Well, by '39 Germans were pretty "nazified", especially after the Nurenberg laws in '35 and additional discriminatory laws from '37. Hitler managed to restore pride in Germans and in their military, in a way that would be impossible for a democratic candidate. About 130 000 chronically ill, mentally and physical handicapped as well as alcoholics had been killed by this time. Also, becoming democratic after having lived in a totalitarian regime is extremely difficult. Besides, the Nazis were fairly popular in both Germany and the rest of Europe by this time.

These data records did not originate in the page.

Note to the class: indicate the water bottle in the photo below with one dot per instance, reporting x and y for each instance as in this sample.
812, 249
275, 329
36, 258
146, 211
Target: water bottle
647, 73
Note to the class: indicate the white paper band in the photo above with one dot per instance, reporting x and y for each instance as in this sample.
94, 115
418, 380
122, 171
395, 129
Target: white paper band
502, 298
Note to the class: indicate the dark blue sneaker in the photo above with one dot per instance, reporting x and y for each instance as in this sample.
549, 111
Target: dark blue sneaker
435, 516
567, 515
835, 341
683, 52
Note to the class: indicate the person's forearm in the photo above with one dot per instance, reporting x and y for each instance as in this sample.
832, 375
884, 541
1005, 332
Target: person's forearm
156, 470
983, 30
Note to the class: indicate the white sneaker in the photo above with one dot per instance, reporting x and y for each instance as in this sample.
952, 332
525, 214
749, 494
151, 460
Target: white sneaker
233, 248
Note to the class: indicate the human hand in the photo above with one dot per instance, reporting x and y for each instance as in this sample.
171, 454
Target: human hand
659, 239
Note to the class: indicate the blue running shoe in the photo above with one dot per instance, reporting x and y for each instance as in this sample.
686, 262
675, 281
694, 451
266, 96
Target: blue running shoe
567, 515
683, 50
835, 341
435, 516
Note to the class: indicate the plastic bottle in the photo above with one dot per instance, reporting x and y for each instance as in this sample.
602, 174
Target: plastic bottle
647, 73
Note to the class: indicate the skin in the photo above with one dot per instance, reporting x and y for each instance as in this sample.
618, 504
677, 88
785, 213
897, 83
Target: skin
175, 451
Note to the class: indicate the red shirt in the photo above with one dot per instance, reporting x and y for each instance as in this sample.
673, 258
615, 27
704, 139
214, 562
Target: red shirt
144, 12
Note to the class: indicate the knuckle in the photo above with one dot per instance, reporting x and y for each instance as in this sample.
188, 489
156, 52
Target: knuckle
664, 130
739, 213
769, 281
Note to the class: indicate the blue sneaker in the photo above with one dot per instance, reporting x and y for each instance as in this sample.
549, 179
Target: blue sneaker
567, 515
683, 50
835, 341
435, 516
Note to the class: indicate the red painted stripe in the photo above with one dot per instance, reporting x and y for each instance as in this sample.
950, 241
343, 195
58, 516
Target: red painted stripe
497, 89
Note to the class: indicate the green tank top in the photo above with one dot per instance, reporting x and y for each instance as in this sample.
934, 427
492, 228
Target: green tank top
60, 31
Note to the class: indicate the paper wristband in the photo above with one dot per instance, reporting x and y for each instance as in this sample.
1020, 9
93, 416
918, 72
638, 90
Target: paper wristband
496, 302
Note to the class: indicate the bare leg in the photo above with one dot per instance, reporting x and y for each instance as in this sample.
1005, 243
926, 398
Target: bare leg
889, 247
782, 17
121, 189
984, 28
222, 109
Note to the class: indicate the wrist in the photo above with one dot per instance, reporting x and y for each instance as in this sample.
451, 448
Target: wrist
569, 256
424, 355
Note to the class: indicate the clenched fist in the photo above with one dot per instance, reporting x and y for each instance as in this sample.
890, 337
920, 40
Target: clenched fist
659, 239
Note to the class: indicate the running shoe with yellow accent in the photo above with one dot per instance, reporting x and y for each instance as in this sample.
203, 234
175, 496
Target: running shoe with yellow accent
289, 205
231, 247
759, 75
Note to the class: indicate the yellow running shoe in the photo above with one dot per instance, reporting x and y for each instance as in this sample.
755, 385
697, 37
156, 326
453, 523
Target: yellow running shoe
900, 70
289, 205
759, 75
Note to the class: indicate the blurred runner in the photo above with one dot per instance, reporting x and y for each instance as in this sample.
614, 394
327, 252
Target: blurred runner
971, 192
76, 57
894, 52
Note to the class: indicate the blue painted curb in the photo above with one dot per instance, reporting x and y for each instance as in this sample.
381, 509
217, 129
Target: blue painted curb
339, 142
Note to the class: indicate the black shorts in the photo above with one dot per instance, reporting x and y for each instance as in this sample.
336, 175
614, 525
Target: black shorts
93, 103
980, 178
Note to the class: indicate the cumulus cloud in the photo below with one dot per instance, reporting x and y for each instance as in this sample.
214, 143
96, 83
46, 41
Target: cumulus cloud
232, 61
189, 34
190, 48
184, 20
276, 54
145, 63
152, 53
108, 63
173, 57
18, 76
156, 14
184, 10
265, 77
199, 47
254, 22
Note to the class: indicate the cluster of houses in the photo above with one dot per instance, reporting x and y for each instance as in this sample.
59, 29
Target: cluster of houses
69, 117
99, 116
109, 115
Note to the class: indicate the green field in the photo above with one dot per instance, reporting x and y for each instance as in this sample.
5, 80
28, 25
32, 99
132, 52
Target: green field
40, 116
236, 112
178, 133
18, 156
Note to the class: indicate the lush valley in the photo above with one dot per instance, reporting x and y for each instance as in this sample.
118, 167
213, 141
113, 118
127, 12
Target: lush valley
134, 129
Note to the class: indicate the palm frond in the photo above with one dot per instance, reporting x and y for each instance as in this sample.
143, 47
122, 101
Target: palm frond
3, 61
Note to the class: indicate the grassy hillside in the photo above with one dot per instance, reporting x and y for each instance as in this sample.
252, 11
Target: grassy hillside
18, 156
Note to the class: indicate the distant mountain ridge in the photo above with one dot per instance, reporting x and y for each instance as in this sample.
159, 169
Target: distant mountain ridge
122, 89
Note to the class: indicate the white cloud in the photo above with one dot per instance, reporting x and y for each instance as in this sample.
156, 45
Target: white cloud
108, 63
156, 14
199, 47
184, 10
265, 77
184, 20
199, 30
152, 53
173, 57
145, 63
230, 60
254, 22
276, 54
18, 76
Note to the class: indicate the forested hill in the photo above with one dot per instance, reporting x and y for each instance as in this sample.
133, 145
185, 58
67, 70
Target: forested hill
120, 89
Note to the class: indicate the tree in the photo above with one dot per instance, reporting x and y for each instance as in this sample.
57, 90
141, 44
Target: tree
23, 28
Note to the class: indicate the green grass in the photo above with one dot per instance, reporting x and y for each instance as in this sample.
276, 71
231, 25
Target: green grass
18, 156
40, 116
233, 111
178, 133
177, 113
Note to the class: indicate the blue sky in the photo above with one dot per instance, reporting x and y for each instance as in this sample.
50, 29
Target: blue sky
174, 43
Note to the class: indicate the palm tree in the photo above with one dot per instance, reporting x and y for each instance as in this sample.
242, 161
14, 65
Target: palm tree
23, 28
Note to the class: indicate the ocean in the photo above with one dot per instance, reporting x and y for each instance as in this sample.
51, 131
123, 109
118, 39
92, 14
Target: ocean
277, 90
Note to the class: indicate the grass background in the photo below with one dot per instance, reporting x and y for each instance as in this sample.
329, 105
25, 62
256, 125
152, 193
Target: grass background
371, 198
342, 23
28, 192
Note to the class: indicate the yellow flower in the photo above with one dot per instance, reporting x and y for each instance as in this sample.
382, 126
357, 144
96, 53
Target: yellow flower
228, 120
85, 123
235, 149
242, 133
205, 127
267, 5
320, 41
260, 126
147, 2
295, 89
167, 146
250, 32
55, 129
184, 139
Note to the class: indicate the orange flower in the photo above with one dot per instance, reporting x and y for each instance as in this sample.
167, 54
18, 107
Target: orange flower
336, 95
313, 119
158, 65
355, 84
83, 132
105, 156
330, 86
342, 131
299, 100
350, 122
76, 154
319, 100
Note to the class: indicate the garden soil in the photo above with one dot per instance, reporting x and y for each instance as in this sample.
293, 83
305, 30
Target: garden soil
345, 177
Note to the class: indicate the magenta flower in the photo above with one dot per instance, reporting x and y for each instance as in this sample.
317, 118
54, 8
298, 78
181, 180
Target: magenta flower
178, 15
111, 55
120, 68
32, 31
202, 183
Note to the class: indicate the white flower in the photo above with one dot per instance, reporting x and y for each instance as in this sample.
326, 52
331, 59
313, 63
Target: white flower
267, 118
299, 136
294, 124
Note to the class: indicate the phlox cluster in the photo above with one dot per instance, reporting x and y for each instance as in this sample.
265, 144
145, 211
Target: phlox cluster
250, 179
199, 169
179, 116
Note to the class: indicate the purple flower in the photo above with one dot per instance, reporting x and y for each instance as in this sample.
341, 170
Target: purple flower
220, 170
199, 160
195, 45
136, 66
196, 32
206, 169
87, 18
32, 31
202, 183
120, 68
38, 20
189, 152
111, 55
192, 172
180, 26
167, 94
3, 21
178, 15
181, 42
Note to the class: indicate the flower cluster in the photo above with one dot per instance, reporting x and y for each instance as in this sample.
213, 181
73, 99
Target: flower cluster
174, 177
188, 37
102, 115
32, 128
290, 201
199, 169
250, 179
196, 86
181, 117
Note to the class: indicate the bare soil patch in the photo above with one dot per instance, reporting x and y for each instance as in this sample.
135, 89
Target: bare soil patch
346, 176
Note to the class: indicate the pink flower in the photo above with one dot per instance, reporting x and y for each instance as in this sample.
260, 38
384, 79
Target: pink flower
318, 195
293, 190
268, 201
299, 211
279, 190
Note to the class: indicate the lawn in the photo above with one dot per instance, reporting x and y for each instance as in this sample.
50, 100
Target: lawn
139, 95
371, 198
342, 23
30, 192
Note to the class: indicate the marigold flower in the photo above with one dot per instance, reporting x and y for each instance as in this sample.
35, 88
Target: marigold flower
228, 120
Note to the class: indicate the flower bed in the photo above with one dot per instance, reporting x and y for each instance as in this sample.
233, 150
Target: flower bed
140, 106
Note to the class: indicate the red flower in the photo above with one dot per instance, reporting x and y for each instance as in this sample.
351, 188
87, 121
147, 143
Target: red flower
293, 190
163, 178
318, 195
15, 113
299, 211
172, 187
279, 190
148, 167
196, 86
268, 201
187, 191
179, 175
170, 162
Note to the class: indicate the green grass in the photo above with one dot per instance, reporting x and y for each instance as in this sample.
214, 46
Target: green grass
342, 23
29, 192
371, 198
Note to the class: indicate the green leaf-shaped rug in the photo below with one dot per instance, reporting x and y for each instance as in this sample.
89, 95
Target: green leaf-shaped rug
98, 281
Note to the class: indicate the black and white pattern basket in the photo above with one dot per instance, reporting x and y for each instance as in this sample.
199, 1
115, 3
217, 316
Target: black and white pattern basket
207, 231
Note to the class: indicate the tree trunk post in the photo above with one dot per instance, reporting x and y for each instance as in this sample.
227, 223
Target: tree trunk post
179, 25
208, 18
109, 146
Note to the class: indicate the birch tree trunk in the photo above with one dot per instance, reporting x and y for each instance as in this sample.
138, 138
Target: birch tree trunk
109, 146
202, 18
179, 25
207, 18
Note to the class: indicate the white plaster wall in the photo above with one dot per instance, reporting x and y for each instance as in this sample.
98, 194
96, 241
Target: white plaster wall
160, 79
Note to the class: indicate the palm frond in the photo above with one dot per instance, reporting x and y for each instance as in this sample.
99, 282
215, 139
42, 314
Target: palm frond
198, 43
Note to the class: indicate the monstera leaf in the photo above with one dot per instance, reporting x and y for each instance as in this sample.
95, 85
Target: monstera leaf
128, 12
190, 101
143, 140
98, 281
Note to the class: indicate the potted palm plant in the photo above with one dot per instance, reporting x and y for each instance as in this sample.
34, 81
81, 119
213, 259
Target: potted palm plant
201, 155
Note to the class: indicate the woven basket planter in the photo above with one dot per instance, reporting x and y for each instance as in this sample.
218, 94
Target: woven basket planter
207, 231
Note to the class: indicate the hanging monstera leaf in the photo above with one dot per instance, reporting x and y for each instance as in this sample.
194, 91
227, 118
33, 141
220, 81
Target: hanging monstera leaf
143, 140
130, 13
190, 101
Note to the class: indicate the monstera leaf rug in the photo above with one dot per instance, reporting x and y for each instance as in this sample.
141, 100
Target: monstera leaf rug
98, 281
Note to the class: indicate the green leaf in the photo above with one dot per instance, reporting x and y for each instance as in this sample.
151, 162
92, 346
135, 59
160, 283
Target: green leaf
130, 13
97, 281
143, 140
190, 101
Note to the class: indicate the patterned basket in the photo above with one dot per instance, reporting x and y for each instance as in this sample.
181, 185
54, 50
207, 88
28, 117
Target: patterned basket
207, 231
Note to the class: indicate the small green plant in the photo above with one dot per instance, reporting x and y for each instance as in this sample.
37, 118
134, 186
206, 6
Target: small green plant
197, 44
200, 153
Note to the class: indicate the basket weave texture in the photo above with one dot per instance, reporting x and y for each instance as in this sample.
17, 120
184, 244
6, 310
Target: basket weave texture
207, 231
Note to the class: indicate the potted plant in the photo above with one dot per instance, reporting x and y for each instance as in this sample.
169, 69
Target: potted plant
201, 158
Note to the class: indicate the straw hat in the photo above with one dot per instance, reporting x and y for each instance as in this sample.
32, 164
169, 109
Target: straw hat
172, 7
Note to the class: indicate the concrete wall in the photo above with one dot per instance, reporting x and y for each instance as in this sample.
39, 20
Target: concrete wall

Hell, Hitler almost won the Nobel Peace Prize for Gods' sake!

If the Nazis had been overthrown, there would probably be a right-wing (as opposed to extreme right) military dictatorship. Stalin was thinking of invading Germany, which might or might not have happened if the Nazis lost power. Germany's military was also fairly strong, so I guess the French would still be nervous. There is a fair chance that there would be a war nonetheless, but there would definitely have been no Shoah, and not a war against "the world". I believe there would have been the militarism and imperialism of Nazi Germany, with far less "ideology" and a more "reasonable" form of expansionism.
 

Dirk_Pitt

Banned
Yes, yes he was. Not in 1939 perhaps, only 2 years after the purge, but maybe in the mid forties, or even in the 1950s, when his military recovered some, but he would. Communism was an internationalist ideology. He would want to "export the Revolution" eventually.
 
Yes, yes he was. Not in 1939 perhaps, only 2 years after the purge, but maybe in the mid forties, or even in the 1950s, when his military recovered some, but he would. Communism was an internationalist ideology. He would want to "export the Revolution" eventually.

That's merely conjecture on your part. There is no evidence whatsoever that Stalin, without a dramatic shift in Europe ala Nazi Germany, had any interest in expanding into Europe and provoking a coalition effort against the Soviet Union which had been its greatest fear since its founding. Soviet communism stopped being internationalist by the late 1920s, and until the M-R pact remained focused inwards save for low risk commitments such as supporting Chiang, the Republicans, and the border conflict with Japan. It's far more likely that he escalates the border conflict with Japan over Manchuria, which is a safer and more isolated target than Europe.